Crustaceans of the Land: the Lobster Mushroom

THE LOBSTER mushroom (Hypomyces lactifluorum) is actually a combination of two fungi, with one parasitizing the other. In the PNW, the short-stemmed russula (Russula brevipes) is the host, a rather unexceptional mushroom. When parasitized by the lobster, however, it’s transformed into a day-glo orange delight, with firm white flesh and a slightly marine scent and taste. The lobster attacks while the host is still developing underground, sometimes twisting it into tortured shapes and covering the gills until they are nearly undefined, as you can see in the image above.

There are a couple of potential downsides to lobsters. First, depending on where they’re fruiting, they usually require lots of cleaning. The rough, parasitized surface collects duff and dirt like a magnet, and the strange shapes can sometimes trap soil deep in contorted clefts and cavities. Second, bugs like the mushrooms as much as we do. Slice open a lobster and you might be confronted with a maggot-riddled interior. Luckily, mine were almost entirely bug-free.

I like making the classic French dish duxelles with lobsters. The contrast of the outer orange and inner white looks almost like lump crab meat, and the taste of the lobsters is perfect for this dish. Duxelles was reputedly created by famous French chef François Pierre La Varenne (1615–1678), author of Le cuisinier françois and one of the first to codify French cuisine, in honor of his boss, Nicolas Chalon du Blé, marquis d’Uxelles.

Lobster Mushroom Duxelles

1 lb lobster mushrooms, cleaned and finely diced
1-2 shallots, finely diced
1/2 cup or more heavy cream
parsley, chopped
fresh herbs, chopped
cognac
butter
salt and pepper

Saute diced shallot in butter until translucent.
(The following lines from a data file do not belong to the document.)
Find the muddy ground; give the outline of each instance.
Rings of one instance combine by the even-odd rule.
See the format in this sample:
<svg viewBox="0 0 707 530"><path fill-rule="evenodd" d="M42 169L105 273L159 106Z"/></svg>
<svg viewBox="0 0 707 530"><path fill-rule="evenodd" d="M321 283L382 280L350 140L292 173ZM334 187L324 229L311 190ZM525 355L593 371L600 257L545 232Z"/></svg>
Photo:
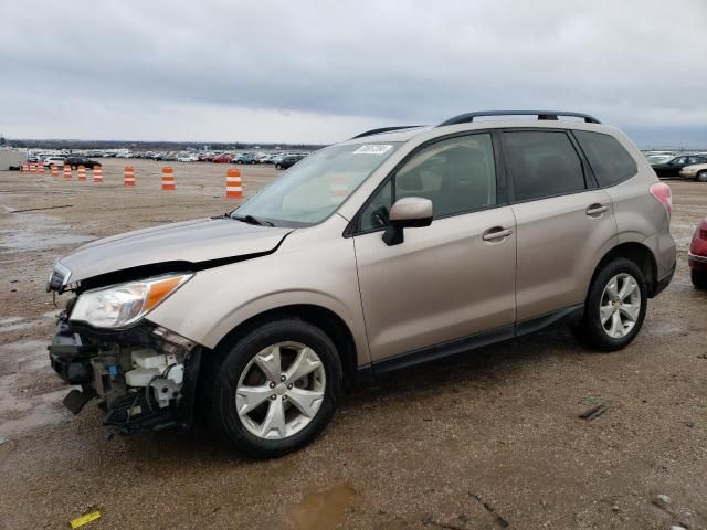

Add lobsters and cook on medium-high until the mushrooms have expelled all their water, 5 to 7 minutes. Season with salt and pepper to taste. Deglaze with a splash of cognac. Slowly stir in cream along with whatever herbs you like and simmer until desired thickness. Garnish with chopped parsley.

Serve duxelles over thinly sliced baguette or mash into a paste for Beef Wellington and other recipes.